If a charity registers as a lobbyist, will they lose either their charitable status or charitable tax exemption?

Under the Charities Act 2009, charitable status may be granted to certain organisations. Section 2 of that Act defines a charitable organisation, and specifically excludes from charitable status the following types of body (among others): a political party, a body that promotes a political party or candidate, and a body that promotes a political cause, unless the promotion of that cause relates directly to the advancement of the charitable purposes of the body.

Organisations that meet certain conditions under the Taxes Consolidation Act 1997 may qualify for a charitable tax exemption. This is assessed separate and apart from charitable status.

It is a matter for the Charities Regulatory Authority and/or the Revenue Commissioners to determine whether the actions of a body meet the requirements for charitable status or to avail of tax exemptions.

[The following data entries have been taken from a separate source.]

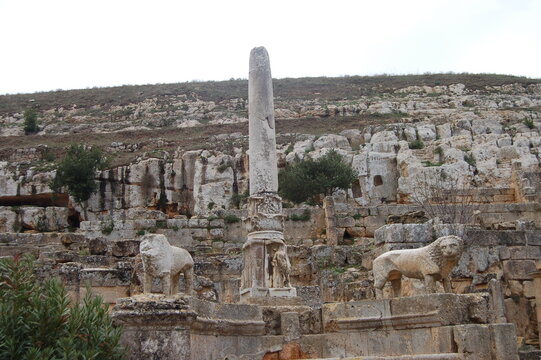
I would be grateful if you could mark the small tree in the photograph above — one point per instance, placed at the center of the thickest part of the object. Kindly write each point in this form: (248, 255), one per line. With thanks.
(36, 321)
(77, 170)
(307, 179)
(31, 121)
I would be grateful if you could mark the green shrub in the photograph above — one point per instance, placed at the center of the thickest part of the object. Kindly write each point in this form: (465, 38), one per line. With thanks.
(161, 224)
(31, 121)
(416, 144)
(48, 156)
(77, 170)
(431, 164)
(304, 217)
(306, 180)
(231, 219)
(529, 123)
(107, 227)
(289, 148)
(37, 321)
(469, 159)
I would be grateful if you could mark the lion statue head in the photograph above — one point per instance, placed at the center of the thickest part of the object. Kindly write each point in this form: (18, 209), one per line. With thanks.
(446, 248)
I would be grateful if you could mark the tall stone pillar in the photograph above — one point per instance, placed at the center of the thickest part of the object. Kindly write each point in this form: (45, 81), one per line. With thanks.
(266, 264)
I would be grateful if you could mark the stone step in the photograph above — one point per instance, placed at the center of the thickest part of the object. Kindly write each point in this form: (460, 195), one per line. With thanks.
(448, 356)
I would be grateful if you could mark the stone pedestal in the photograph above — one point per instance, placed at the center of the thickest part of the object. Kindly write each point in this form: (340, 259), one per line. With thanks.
(266, 264)
(155, 327)
(265, 272)
(537, 286)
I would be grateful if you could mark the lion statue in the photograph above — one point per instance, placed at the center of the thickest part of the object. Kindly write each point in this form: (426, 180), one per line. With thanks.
(166, 262)
(430, 263)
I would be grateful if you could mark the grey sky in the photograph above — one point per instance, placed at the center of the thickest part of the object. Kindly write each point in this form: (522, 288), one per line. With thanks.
(69, 44)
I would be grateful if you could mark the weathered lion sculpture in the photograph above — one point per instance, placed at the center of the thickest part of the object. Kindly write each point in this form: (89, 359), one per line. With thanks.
(430, 263)
(166, 262)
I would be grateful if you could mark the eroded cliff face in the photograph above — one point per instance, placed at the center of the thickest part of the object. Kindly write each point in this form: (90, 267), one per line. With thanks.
(478, 147)
(445, 136)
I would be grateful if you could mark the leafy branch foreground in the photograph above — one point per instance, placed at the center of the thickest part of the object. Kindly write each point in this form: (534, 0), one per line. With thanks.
(37, 322)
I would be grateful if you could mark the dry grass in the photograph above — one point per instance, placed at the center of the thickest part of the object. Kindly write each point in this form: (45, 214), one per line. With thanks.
(304, 88)
(186, 138)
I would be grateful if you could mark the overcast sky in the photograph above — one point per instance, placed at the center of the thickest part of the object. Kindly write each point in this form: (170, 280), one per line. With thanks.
(50, 44)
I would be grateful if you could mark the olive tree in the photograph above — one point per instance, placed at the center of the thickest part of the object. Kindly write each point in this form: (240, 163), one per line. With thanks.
(306, 180)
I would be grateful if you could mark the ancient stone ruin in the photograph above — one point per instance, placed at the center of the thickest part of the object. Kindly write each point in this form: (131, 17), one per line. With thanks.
(432, 254)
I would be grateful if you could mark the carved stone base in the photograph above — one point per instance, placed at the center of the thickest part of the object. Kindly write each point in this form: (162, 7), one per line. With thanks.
(266, 264)
(247, 293)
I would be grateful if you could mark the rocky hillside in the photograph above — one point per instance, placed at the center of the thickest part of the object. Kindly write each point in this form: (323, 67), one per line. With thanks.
(188, 142)
(461, 145)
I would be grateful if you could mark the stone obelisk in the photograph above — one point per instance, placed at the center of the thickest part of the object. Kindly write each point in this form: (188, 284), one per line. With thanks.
(266, 264)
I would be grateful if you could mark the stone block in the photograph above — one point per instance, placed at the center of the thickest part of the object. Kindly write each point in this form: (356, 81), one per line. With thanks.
(143, 224)
(529, 289)
(142, 213)
(473, 341)
(344, 222)
(123, 248)
(102, 277)
(514, 288)
(199, 234)
(216, 233)
(494, 238)
(504, 341)
(7, 219)
(97, 246)
(533, 237)
(518, 269)
(217, 223)
(109, 294)
(519, 311)
(290, 326)
(177, 223)
(403, 233)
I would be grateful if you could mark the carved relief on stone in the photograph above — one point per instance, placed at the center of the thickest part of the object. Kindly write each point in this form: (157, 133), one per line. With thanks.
(166, 262)
(281, 268)
(265, 212)
(430, 263)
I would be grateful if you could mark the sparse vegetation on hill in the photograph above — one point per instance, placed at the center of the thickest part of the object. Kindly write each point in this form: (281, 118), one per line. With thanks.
(30, 121)
(306, 180)
(37, 322)
(77, 170)
(328, 88)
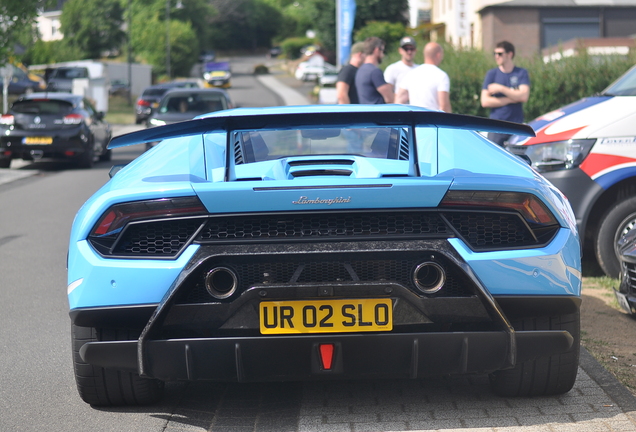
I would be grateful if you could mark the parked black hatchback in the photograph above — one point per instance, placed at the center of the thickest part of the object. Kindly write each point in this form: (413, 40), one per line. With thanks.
(54, 126)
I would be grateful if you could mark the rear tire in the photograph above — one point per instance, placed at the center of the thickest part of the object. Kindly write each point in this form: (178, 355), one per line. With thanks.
(551, 375)
(105, 387)
(615, 223)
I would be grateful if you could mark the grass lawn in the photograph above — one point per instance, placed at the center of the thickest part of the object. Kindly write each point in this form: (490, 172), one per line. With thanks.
(119, 111)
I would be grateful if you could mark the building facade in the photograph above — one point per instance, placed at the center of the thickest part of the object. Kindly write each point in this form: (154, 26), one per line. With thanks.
(531, 25)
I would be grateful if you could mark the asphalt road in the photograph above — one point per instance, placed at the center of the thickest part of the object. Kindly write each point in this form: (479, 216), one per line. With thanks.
(37, 388)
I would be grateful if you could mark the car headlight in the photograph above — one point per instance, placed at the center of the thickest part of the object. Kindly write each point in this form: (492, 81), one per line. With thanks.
(557, 155)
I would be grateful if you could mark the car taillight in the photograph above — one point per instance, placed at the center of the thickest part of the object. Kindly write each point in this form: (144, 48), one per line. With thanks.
(7, 119)
(117, 216)
(72, 119)
(170, 221)
(528, 205)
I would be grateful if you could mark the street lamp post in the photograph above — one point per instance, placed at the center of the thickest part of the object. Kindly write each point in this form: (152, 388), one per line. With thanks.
(179, 6)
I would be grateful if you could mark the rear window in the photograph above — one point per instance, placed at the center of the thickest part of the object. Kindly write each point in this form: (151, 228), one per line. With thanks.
(44, 106)
(374, 142)
(198, 103)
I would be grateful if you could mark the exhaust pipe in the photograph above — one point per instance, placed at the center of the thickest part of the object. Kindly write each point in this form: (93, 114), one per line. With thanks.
(221, 282)
(429, 277)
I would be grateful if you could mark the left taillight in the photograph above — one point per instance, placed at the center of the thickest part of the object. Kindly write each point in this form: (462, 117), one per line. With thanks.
(7, 119)
(114, 221)
(72, 119)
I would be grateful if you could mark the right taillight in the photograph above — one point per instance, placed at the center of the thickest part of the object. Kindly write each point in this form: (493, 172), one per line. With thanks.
(495, 220)
(7, 120)
(528, 205)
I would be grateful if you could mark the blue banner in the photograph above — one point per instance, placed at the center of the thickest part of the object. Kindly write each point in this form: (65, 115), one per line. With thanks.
(346, 14)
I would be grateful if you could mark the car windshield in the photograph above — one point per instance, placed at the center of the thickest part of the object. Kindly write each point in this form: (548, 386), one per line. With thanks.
(624, 86)
(373, 141)
(193, 103)
(42, 106)
(70, 73)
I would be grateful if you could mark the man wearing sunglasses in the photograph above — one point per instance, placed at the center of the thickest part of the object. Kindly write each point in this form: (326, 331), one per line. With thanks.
(394, 72)
(505, 89)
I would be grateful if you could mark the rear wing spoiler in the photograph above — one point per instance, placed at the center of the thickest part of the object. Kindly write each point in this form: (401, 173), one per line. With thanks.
(286, 117)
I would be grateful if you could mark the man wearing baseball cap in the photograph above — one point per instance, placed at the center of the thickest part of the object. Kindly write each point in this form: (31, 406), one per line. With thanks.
(394, 72)
(346, 84)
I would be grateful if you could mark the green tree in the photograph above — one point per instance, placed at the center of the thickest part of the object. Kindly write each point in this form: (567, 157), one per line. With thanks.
(92, 26)
(244, 23)
(148, 39)
(389, 32)
(16, 16)
(394, 11)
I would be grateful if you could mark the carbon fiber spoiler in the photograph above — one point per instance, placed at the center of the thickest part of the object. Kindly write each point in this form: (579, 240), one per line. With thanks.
(246, 118)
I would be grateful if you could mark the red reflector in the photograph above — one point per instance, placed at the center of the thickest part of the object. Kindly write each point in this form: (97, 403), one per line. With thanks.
(326, 355)
(105, 223)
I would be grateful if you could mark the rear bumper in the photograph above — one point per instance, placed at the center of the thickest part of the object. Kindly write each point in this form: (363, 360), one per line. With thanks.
(297, 357)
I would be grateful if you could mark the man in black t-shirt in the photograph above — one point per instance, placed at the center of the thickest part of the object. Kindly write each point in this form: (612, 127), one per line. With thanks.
(346, 84)
(370, 83)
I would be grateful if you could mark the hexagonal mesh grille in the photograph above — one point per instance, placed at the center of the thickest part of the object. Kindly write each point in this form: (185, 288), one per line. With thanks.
(491, 230)
(323, 225)
(161, 238)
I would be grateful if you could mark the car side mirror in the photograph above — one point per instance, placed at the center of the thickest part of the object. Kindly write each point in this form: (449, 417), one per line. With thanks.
(115, 169)
(525, 158)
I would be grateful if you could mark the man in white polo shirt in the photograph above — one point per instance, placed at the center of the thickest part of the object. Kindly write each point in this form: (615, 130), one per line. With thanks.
(427, 85)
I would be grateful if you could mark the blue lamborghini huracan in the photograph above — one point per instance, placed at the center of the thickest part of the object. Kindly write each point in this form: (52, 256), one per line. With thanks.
(323, 242)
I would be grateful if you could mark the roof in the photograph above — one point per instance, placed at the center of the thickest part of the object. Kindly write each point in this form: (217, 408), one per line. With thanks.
(562, 3)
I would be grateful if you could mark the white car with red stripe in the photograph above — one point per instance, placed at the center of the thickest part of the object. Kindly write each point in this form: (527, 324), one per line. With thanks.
(588, 150)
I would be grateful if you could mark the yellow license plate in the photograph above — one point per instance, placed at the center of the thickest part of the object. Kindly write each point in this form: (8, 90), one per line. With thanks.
(37, 140)
(325, 316)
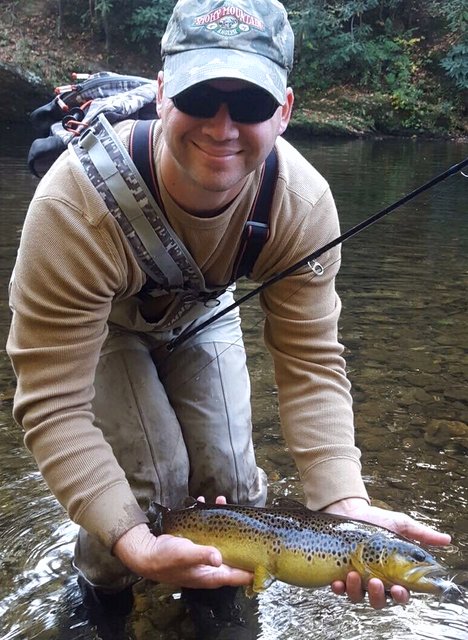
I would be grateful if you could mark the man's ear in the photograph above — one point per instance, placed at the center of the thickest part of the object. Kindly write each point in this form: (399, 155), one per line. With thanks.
(286, 110)
(159, 96)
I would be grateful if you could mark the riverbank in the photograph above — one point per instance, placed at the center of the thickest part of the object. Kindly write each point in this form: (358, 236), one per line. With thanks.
(34, 60)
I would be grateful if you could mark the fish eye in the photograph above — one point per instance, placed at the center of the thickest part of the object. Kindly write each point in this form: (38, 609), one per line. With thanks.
(419, 555)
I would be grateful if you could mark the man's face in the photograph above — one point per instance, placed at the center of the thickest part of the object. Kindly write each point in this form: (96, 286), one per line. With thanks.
(214, 155)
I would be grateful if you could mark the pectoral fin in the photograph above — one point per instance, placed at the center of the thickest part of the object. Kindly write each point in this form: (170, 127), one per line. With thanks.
(262, 580)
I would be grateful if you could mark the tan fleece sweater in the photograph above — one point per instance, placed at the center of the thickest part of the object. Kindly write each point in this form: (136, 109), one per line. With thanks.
(75, 271)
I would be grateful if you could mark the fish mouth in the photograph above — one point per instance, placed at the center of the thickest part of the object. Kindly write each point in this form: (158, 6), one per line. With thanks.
(429, 575)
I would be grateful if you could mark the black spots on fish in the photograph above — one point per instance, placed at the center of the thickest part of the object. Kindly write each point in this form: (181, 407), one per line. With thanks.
(419, 555)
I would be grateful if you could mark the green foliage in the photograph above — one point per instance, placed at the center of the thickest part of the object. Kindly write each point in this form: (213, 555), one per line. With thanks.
(456, 64)
(149, 20)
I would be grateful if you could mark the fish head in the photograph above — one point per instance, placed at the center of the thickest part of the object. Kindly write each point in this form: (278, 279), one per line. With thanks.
(400, 562)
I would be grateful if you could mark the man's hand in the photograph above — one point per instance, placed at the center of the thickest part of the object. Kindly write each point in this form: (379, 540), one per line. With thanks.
(400, 523)
(176, 561)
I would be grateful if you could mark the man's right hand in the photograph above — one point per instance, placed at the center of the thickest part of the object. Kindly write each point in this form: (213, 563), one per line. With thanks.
(176, 561)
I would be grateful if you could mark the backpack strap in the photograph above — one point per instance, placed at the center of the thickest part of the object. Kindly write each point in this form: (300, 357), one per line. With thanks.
(141, 152)
(112, 172)
(256, 230)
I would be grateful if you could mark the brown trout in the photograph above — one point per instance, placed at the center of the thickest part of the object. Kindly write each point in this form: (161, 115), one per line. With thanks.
(291, 543)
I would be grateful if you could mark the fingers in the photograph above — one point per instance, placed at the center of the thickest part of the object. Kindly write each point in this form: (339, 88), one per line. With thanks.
(416, 531)
(353, 588)
(219, 499)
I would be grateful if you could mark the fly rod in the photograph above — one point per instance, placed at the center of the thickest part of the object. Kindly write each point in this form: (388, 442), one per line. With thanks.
(310, 259)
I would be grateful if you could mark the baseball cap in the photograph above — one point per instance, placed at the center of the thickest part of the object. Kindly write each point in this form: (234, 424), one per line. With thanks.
(249, 40)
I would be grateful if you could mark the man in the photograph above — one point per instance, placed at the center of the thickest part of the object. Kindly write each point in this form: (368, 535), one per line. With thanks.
(115, 420)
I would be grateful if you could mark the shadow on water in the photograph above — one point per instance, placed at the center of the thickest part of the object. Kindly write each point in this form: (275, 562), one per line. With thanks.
(403, 285)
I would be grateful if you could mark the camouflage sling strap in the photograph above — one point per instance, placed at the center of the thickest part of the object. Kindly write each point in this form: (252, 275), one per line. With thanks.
(159, 251)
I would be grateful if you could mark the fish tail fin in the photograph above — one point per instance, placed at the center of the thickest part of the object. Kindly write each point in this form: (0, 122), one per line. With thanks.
(155, 515)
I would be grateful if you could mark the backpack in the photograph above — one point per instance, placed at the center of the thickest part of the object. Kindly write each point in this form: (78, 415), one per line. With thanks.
(108, 97)
(75, 106)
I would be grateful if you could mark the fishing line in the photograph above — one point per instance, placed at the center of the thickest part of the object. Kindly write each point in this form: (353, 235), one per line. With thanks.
(316, 269)
(255, 324)
(311, 259)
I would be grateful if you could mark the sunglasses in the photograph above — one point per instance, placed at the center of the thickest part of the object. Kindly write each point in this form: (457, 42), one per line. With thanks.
(246, 106)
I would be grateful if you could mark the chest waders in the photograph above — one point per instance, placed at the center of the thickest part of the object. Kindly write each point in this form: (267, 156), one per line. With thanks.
(137, 208)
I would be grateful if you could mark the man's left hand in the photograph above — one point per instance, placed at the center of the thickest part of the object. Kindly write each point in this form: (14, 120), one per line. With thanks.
(400, 523)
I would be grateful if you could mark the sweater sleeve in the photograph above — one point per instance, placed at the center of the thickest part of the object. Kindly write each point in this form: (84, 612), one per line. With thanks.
(301, 332)
(68, 271)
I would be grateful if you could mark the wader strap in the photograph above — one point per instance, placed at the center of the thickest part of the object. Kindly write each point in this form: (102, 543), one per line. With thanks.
(158, 250)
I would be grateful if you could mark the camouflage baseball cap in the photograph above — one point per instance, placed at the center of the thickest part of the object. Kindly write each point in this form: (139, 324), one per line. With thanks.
(249, 40)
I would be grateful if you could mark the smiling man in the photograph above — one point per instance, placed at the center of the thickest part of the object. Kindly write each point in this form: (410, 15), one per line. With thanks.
(113, 418)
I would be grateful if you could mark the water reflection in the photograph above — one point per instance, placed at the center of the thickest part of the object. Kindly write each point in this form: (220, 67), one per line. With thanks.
(403, 284)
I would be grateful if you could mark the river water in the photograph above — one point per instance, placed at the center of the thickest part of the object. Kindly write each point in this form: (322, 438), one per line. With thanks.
(403, 283)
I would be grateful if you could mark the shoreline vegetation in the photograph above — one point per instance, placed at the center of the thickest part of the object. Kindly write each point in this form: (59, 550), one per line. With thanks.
(374, 68)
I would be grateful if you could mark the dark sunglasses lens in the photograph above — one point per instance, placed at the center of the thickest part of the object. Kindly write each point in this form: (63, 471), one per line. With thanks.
(247, 106)
(198, 102)
(250, 106)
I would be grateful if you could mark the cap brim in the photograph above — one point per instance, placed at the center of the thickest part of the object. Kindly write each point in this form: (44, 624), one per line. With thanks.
(183, 70)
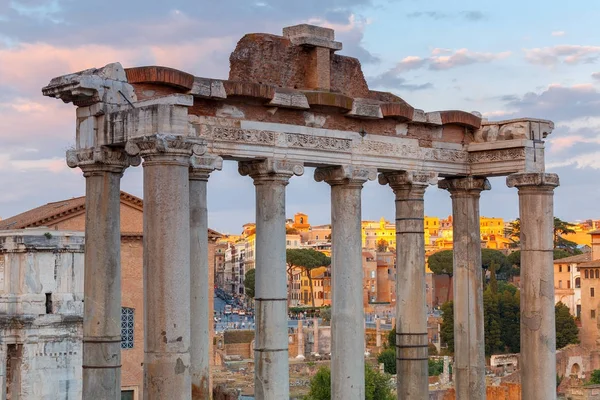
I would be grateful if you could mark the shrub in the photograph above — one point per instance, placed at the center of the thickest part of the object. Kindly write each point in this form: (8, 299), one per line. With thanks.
(377, 385)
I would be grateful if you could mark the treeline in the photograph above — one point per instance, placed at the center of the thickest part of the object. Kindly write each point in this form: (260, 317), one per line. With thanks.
(501, 310)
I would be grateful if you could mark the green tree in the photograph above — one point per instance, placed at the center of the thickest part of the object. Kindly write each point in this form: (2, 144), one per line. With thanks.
(377, 385)
(320, 385)
(436, 367)
(510, 317)
(491, 316)
(447, 326)
(489, 256)
(392, 338)
(388, 358)
(306, 260)
(382, 245)
(249, 282)
(493, 283)
(566, 329)
(441, 263)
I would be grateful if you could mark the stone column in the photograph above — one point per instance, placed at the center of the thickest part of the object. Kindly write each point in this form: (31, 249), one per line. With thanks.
(300, 338)
(271, 373)
(411, 304)
(316, 336)
(538, 334)
(166, 264)
(378, 333)
(201, 315)
(102, 169)
(347, 313)
(469, 347)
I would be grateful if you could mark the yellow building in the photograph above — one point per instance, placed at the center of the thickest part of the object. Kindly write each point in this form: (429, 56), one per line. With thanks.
(491, 231)
(373, 232)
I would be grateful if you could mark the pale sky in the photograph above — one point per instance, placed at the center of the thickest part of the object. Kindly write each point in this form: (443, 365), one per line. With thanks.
(502, 58)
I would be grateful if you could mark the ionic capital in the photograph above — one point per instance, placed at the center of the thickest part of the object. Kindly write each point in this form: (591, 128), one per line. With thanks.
(270, 169)
(541, 180)
(399, 179)
(103, 158)
(345, 175)
(469, 185)
(202, 166)
(160, 145)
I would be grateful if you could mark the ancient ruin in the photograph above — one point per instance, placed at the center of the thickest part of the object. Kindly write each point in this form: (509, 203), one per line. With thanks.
(291, 102)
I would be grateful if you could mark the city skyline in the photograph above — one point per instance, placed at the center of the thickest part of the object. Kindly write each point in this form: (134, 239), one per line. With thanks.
(542, 67)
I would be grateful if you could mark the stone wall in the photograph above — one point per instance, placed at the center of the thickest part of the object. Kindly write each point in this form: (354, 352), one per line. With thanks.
(506, 391)
(41, 302)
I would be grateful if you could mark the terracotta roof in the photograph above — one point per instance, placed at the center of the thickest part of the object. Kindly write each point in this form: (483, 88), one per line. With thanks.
(590, 264)
(579, 258)
(55, 211)
(45, 214)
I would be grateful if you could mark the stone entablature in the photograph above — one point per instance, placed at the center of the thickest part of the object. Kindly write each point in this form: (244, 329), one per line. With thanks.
(267, 111)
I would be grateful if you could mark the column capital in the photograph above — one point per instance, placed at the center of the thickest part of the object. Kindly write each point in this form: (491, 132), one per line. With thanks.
(541, 180)
(345, 175)
(160, 145)
(270, 169)
(465, 185)
(202, 166)
(399, 179)
(101, 159)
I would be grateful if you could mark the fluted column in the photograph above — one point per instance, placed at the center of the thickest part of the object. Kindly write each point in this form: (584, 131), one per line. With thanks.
(102, 169)
(201, 318)
(538, 331)
(469, 346)
(347, 313)
(271, 373)
(166, 264)
(411, 304)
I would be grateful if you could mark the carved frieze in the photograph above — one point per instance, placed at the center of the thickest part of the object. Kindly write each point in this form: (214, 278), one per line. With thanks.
(497, 155)
(403, 150)
(270, 168)
(468, 184)
(345, 174)
(408, 178)
(318, 142)
(165, 144)
(238, 135)
(533, 179)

Within this framework, it is important to note that charities are allowed to lobby in support of their primary charitable objectives. Indeed, many charitable organisations may lobby to seek to influence a program, a funding decision, or a policy position of the Government.

There is no barrier to charities lobbying as long as the lobbying activity adheres to the provisions of the Charities Act, namely, that it fits within the organisation's primary objectives. An organisation does not risk its charitable status simply by registering as a lobbyist. They must, however, consider whether the specific lobbying activity they are proposing to undertake is acceptable. Charities may have to satisfy Revenue and/or the Charities Regulatory Authority that their lobbying activity is in keeping with their primary objectives. If in doubt as to whether a lobbying activity is appropriate, the organisation is encouraged to seek guidance from Revenue or the Charities Regulatory Authority.  

Nothing in the Regulation of Lobbying Act changes the requirements of the Charities Act or the Taxes Consolidation Act 1997.

Under the Regulation of Lobbying Act, a person with more than ten employees, or a representative or advocacy body with at least one employee, that is communicating with a Designated Public Official about a relevant matter, must register and submit returns of lobbying activity. There is no exemption to this requirement for charities. If a charitable organisation meeting the definition in the Act is communicating with a Designated Public Official about a relevant matter, then that charitable organisation must register as a lobbyist.